Parametric Skills
2026-06-29 • Computation and Language
Computation and Language
AI summaryⓘ
The authors focus on improving how large language models (LLMs) use skills, which are like step-by-step instructions for solving problems. They find that current models struggle to follow these skill instructions well, especially when the instructions are long or complicated. To fix this, the authors create ParametricSkills, a method that turns written skills into special parameters the model can use easily without needing the full text each time. They test this approach on software engineering tasks and show it works better than just giving the instructions directly, and it also helps the model learn continuously over time.
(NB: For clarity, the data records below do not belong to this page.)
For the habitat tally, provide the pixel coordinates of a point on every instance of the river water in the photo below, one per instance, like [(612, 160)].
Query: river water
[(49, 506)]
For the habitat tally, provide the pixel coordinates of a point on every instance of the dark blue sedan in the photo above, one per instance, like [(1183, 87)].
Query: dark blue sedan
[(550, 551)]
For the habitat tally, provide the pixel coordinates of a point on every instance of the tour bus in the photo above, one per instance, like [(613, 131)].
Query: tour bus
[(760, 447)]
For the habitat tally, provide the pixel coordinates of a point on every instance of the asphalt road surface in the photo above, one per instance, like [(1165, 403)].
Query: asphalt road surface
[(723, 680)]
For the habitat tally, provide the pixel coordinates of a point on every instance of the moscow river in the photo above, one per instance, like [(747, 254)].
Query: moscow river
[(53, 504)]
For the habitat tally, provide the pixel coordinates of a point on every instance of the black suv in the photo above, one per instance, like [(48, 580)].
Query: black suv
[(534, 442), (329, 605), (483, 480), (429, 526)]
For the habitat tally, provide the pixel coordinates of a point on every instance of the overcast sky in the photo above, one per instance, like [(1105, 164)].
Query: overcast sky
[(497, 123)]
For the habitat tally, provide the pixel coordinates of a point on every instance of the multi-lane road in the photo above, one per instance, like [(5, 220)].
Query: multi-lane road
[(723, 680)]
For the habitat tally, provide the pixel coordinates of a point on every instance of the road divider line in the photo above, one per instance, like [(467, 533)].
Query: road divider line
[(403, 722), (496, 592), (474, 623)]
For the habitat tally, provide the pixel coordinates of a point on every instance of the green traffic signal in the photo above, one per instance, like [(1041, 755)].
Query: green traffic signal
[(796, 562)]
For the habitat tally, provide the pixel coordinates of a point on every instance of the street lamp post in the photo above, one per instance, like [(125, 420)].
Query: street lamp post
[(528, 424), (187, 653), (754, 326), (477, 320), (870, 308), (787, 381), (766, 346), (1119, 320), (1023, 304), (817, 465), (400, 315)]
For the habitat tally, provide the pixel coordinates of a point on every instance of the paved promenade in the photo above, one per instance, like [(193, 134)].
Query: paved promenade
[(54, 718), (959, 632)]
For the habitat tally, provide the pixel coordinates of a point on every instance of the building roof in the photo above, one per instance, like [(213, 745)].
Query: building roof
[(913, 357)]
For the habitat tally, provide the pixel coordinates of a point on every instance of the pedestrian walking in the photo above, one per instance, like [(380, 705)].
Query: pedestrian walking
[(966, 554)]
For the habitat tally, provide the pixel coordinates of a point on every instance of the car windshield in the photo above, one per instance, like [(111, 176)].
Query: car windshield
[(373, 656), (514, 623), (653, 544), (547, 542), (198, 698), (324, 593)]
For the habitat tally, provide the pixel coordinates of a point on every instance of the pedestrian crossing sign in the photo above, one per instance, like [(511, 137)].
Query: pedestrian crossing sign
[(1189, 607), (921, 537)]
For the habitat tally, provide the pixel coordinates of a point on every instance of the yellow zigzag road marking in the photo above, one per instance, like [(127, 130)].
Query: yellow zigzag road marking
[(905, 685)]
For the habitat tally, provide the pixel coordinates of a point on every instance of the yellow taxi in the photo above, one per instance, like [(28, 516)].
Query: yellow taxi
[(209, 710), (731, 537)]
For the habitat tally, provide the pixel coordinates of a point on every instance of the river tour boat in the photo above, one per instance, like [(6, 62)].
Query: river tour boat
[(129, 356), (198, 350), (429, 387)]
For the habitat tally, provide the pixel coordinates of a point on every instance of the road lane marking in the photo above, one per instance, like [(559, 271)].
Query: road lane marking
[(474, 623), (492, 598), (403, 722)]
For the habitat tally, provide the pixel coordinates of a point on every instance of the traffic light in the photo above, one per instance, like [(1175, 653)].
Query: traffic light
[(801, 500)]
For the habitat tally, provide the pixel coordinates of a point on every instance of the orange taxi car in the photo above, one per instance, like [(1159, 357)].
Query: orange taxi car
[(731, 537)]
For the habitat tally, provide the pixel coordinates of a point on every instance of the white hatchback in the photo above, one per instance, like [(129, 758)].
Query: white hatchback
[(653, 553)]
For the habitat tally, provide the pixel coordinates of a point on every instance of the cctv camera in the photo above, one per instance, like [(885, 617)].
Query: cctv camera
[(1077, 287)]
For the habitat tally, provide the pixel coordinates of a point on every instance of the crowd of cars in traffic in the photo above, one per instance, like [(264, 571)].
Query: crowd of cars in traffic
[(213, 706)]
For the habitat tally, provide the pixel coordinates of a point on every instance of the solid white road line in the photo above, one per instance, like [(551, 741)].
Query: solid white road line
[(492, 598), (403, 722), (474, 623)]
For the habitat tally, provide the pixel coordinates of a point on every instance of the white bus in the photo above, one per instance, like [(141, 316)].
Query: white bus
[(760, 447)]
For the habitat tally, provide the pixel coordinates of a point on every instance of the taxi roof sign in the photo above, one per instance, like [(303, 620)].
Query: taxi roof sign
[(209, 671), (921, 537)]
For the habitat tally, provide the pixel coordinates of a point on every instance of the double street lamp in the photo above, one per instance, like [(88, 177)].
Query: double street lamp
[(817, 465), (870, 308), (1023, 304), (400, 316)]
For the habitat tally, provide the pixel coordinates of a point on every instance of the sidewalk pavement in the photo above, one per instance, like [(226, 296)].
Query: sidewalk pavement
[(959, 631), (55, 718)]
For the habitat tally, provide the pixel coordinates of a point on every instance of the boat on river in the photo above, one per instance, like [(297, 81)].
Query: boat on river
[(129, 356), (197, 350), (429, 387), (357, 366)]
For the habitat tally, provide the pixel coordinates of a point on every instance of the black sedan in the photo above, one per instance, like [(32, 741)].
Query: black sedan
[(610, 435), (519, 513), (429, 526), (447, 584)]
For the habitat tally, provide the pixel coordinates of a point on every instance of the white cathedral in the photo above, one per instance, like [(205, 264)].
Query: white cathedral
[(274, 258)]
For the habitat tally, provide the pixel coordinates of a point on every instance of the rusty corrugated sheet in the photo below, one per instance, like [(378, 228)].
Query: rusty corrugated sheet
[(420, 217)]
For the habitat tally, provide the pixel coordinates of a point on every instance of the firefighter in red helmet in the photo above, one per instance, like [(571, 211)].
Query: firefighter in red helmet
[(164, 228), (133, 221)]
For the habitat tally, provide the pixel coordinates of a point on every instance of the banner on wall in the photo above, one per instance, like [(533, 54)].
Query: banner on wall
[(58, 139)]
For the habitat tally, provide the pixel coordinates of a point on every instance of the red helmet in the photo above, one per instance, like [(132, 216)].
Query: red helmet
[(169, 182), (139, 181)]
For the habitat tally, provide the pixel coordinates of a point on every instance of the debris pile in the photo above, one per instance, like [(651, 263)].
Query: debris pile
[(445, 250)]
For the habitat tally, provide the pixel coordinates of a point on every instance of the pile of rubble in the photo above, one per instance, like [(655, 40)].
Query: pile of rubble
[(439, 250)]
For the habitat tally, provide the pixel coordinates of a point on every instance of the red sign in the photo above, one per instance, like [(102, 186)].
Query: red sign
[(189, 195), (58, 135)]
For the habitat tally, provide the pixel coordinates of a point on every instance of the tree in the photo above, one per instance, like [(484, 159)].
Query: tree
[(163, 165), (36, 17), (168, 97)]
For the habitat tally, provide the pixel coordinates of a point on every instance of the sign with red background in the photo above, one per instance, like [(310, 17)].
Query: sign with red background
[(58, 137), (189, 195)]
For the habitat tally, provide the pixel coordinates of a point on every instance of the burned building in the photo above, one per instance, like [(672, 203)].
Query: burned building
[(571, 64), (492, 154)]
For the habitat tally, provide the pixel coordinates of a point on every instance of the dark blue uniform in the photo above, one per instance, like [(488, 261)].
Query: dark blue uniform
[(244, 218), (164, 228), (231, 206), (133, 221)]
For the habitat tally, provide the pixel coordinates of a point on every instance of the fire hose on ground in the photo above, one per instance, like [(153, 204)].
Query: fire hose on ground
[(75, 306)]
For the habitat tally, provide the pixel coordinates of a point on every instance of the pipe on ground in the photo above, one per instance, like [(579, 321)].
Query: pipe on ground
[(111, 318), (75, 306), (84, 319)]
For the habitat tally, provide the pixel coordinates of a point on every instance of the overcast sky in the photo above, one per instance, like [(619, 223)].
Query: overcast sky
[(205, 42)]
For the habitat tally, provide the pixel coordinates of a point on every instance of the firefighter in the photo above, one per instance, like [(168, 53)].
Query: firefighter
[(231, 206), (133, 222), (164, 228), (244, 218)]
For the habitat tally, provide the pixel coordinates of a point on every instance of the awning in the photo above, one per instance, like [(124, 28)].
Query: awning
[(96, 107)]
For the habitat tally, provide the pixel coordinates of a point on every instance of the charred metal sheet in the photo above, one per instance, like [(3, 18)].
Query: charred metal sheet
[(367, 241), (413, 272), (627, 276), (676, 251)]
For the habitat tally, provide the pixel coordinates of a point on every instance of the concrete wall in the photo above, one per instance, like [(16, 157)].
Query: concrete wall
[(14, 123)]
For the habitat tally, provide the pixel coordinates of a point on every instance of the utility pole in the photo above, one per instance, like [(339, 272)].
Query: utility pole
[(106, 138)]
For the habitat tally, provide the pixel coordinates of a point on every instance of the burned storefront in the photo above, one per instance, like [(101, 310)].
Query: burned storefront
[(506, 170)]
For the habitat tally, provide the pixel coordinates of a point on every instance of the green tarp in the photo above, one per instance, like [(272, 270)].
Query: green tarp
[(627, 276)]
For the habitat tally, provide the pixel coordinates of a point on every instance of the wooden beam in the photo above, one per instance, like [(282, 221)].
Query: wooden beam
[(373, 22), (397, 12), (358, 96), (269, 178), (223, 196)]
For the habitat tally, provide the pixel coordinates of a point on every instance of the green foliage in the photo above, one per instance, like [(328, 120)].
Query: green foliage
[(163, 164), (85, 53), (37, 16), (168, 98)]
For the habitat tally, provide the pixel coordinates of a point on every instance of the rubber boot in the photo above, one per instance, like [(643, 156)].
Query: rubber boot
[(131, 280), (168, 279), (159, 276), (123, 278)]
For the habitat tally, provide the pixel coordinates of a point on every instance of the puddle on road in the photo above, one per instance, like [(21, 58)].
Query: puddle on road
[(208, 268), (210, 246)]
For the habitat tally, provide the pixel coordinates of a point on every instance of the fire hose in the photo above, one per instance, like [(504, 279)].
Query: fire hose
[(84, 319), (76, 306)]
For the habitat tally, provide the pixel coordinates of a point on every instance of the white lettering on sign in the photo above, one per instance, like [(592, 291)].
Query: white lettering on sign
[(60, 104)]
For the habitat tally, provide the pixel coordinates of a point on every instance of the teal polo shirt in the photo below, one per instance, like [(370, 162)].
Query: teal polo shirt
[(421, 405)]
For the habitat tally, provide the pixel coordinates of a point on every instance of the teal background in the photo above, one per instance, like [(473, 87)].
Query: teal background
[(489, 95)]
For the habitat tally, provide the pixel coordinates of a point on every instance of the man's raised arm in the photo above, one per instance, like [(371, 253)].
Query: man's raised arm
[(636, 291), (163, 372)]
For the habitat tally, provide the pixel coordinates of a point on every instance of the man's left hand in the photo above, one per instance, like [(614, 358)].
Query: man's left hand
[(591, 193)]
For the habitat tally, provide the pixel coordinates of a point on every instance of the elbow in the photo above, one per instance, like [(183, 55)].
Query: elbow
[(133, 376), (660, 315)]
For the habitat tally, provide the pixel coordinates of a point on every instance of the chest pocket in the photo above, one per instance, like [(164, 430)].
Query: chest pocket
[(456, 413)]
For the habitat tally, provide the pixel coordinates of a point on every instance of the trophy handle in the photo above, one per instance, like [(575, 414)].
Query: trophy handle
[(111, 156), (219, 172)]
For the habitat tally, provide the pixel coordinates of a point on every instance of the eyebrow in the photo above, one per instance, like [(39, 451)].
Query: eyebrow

Large Language ModelsSkillsIn-context LearningParametricSkillsLoRA AdaptersHypernetworkSkill LibrarySoftware Engineering TasksContinual LearningDeepSeek
Authors
Xuan Zhao, Haonan He, Qingyu Yang, Minglei Li, Jingqi Ye, Zelin Tan, Bo Wan, Peng Ye
Abstract
Since intelligence fundamentally relies on efficient skill acquisition (Chollet, 2019), the ability to leverage skills is critical. For LLMs, skills, manually authored or extracted from task trajectories, are textual recipes encoding mature problem-solving experience and are critical to agentic capabilities. Despite widespread deployment, their utility is limited by the model's ability to comprehend and follow skill instructions, especially under complex and long-context scenarios, where key instructions are difficult to locate and adhere to. To address this limitation, we propose ParametricSkills, a framework that can convert free-form textual skills into parameters at test time, enabling context-free skill exploitation. Specifically, we first construct a large-scale, high-quality skill library, and synthesize single-turn and multi-turn skill exploitation trajectories built around these skills with OpenCode. Using these data, we then train a hypernetwork that parameterizes both the skill content and the test-time exploitation methodology by receiving textual skills and converting them into LoRA adapters. Experimental results on six complex software engineering (SWE) subtasks demonstrate that, the proposed ParametricSkills averagely outperforms in-context learning by 6.44 points as judged by DeepSeek-V4-Flash, while also achieving significantly higher BERT Score and F1 score, confirming its effectiveness. Beyond performance, we further find that parametric skills, being inherently accumulative, offer a preliminary yet promising avenue toward test-time continual learning.